Thanks a lot @Alexboiboi; however, I would like to plot just the data points (dots without boxes or violines), the mean, and the standard error of the mean?

do you mean like this, if you add an additional trace to your code:

dm = df.groupby('day').mean()
ds = df.groupby('day').std()

fig.add_scatter(x=dm.index, y=dm['total_bill'], 
                error_y_array=ds['total_bill'],
                mode='markers', showlegend=False)

1 Like

Yes, that is right!
And if I want to get a horizontal line for the sem (shown in magenta below) instead of the green dot?
Can I calculate the mean and sem as above (How to show overlap points in scatter plot) and then tell plotly to plot these values in the graph?

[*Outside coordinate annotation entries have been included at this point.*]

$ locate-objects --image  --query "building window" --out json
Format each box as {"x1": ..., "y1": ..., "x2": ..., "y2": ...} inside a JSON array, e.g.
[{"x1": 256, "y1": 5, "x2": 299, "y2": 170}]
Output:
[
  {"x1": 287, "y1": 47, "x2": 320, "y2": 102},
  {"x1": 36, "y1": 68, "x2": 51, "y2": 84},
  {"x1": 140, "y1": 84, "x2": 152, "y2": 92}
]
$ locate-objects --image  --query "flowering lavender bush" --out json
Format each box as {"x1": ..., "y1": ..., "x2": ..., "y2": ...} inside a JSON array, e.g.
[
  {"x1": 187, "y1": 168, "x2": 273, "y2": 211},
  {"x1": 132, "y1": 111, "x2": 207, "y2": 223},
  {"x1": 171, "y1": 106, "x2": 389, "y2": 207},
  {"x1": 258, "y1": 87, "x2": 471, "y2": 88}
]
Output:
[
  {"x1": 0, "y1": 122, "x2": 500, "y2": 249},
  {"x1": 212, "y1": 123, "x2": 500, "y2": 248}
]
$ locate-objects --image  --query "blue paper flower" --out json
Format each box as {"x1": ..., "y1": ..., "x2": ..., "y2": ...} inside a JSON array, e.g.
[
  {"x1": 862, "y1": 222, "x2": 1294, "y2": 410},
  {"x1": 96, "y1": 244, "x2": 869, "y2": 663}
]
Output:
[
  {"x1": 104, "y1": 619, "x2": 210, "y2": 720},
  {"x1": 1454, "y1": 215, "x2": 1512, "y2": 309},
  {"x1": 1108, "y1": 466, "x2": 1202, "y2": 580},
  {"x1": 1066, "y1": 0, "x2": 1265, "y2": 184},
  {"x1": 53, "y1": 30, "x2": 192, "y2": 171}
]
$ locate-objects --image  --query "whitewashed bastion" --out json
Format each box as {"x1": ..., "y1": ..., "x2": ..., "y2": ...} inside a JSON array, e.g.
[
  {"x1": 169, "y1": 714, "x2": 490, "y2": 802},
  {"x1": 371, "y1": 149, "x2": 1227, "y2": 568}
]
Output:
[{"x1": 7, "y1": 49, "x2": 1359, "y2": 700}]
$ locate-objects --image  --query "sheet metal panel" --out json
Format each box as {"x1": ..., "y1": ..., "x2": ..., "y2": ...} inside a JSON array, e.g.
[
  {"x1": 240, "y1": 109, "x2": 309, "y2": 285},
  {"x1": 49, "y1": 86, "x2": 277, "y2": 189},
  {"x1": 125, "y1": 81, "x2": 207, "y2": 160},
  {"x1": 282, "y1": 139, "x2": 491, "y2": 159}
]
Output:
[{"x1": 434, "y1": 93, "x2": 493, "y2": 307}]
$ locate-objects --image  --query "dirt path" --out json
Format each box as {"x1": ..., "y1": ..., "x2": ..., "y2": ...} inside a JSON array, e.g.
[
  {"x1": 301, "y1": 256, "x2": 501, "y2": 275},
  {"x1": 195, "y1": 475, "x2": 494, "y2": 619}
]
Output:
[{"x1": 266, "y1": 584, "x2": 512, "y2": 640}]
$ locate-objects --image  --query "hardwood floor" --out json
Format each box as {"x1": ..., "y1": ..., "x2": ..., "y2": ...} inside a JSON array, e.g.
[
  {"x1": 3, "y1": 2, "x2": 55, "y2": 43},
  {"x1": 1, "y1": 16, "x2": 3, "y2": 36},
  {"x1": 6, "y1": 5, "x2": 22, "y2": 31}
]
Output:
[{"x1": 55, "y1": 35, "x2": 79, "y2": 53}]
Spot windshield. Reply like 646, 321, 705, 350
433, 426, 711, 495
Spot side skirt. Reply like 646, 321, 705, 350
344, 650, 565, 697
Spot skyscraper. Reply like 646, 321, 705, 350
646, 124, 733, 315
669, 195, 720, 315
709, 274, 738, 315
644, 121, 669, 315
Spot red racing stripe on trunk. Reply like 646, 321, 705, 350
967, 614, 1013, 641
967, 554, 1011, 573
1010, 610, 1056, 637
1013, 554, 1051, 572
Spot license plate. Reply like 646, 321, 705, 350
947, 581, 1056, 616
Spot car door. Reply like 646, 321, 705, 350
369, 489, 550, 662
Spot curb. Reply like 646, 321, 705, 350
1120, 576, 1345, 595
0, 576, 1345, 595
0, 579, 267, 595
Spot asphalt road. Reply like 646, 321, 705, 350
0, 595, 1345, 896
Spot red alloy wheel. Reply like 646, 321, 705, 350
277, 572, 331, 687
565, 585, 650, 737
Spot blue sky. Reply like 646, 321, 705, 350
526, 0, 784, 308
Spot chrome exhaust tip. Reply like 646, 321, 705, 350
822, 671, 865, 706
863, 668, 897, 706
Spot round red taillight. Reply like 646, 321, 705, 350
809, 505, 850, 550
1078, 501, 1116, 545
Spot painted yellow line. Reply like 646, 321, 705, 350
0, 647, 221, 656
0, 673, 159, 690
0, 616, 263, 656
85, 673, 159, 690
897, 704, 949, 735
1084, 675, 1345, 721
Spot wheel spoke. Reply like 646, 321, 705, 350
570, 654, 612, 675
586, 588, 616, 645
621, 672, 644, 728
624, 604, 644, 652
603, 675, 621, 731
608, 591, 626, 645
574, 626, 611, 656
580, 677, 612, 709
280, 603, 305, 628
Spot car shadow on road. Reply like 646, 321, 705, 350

Hi @Alexboiboi, thanks a lot for your help with this; I really appreciate it.

I now got what I wanted with this code

import pandas as pd
import plotly.graph_objects as go
import plotly.express as px

df = pd.read_excel("https://www.dropbox.com/s/za5e81lksyipztm/tips_2.xlsx?dl=1")

fig = px.strip(df, x='day', y='total_bill', color="day").update_traces(jitter = 1,
                                                                       opacity=0.8,
                                                                       marker_size=10,
                                                                       marker_line_width=1)

# Group and calculate the mean and sem
mean = df.groupby('day').mean()
sem = df.groupby('day').sem()


# Add traces for mean and sem
fig.add_trace(
    go.Scatter(
        mode='markers',
        x=dm.index, y=mean['total_bill'],
        error_y_array=sem['total_bill'],
        marker=dict(symbol='141', color='rgba(0,0,0,0.6)', size=30,
        line=dict(width=2)
        ),
        showlegend=False
    )
)

#  Customization of y-axis
#fig.update_yaxes(range=[0, 10])

# Figure layout
fig.update_layout(template='simple_white',  width=400, height=500, title='Main Title', yaxis_title='Distance moved',
                  legend=dict(title='', itemclick='toggle', itemsizing='constant', traceorder='normal',
                  bgcolor='rgba(0,0,0,0)', x=1),
                  #margin=dict(color="black",width=3),
                  xaxis=dict(title='This is a title', showticklabels=True, ticks='outside', type='category')
                 )

# Make figure zoomable
config = dict({'scrollZoom':True})

fig.show(config=config)

newplot-4

I still don’t understand the difference between fig.add_scatter and fig.add_trace? The result, however, appears fine.